Johnson and Tabriz take the argument a step further: Sentencing juveniles to life without parole is a “death sentence in its own right.” “For juveniles, [the] killing process will likely unfold over decades of confinement, perhaps seven or even eight decades – the empty, painful, and debilitating existence that is the essence of imprisonment in America,” according to the coauthors.
The journal article is the culmination of four years of intense collaboration between the undergrad and professor. During her first semester at AU, Tabriz took a class with Johnson and asked him to arrange a tour of a Baltimore prison.
“I didn’t know how to cope with what I witnessed there, so wrote a story about it.” The story got published in a literary magazine Johnson oversees. “We’ve been working together nonstop ever since,” said Tabriz. “We meet twice a week to keep up.
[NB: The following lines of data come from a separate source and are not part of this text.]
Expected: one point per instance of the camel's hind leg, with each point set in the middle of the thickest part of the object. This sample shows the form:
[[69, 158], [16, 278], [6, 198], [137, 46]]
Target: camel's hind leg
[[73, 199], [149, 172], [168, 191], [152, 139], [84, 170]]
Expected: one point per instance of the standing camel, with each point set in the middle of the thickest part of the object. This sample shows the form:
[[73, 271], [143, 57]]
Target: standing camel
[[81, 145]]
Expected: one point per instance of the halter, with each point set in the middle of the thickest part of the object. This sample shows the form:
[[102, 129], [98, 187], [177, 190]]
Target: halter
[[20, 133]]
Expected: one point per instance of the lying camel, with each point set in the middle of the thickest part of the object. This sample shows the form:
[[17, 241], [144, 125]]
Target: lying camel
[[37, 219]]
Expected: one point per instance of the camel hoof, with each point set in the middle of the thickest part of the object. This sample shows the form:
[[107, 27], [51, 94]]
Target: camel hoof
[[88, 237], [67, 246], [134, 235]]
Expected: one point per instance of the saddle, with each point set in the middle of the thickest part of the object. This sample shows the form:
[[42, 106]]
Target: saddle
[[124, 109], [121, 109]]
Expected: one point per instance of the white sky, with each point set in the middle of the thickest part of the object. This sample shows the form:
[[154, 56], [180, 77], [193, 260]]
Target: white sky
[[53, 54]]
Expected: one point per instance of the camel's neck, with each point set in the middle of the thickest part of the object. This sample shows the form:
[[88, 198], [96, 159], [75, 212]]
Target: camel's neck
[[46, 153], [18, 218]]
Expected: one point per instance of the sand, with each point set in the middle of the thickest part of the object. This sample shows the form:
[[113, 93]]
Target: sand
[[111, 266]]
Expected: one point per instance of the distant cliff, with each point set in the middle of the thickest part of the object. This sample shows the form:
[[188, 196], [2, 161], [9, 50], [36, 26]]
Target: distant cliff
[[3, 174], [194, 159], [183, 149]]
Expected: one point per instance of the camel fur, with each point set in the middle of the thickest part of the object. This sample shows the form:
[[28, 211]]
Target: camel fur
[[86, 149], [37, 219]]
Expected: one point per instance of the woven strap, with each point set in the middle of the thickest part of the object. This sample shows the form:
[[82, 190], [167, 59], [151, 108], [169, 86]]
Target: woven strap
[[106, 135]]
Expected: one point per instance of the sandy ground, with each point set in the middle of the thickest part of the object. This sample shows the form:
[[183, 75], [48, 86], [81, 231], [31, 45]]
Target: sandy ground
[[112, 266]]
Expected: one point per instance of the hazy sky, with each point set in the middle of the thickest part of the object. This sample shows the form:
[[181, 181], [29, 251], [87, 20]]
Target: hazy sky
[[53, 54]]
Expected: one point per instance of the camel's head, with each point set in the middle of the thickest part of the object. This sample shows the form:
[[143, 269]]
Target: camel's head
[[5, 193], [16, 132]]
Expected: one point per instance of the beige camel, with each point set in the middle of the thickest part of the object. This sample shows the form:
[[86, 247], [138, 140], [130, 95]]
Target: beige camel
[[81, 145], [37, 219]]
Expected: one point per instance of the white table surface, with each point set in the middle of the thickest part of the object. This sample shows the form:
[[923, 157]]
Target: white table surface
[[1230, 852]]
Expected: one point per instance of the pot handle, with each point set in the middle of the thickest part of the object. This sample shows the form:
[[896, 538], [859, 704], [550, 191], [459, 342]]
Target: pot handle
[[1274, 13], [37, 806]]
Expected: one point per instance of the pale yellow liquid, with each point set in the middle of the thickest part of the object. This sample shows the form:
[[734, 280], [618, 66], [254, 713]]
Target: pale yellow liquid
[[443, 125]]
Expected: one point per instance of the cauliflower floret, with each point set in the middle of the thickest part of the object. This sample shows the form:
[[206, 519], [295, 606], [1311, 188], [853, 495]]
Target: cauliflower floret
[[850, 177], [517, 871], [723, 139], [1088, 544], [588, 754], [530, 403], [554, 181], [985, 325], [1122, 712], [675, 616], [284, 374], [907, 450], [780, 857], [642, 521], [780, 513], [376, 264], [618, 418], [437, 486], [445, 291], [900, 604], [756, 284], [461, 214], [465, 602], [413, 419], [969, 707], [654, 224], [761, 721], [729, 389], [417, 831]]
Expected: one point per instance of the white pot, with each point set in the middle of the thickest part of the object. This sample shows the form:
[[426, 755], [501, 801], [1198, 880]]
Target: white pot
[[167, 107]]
And I even taught Professor Johnson how to use Google-chat to take the place of meetings over the summer.”
Tabriz also helped Johnson co-edit a book entitled Lethal Rejection: Stories on Crime and Punishment, featuring writing by AU students as well as fiction by prisoners and other writers.
While Johnson often mentors students, “it was really a unique collaboration with Sonia because of her talents and her drive,” said Johnson. “Sonia has a fine way with words and a good eye for sharpening text. She truly had more dedication than I would have imagined or ever asked of anyone. I know she worked 30 or more hours a week on our projects.” Tabriz was honored for her hard work; she received AU's 2010 Student Award for Outstanding Scholarship at the undergraduate level.
The pair’s latest project, editing the fifth and final edition of Life Without Parole: Living in Prison Today was a heavy-hearted task. The original book and its subsequent editions were written by former prisoner Victor Hassinewho recently hanged himself in his cell after learning he would not get a parole board hearing.
“We are revamping the entire book to be a commentary on not just living in prison, but dying in prison,” said Tabriz. The book will be published by Oxford University Press as soon as this winter.
Tabriz will go on to law school in the fall to gain “more power to influence the system,” not the least of which is the issue of juveniles serving adult sentences, the student said. “Even one is too many in my opinion.”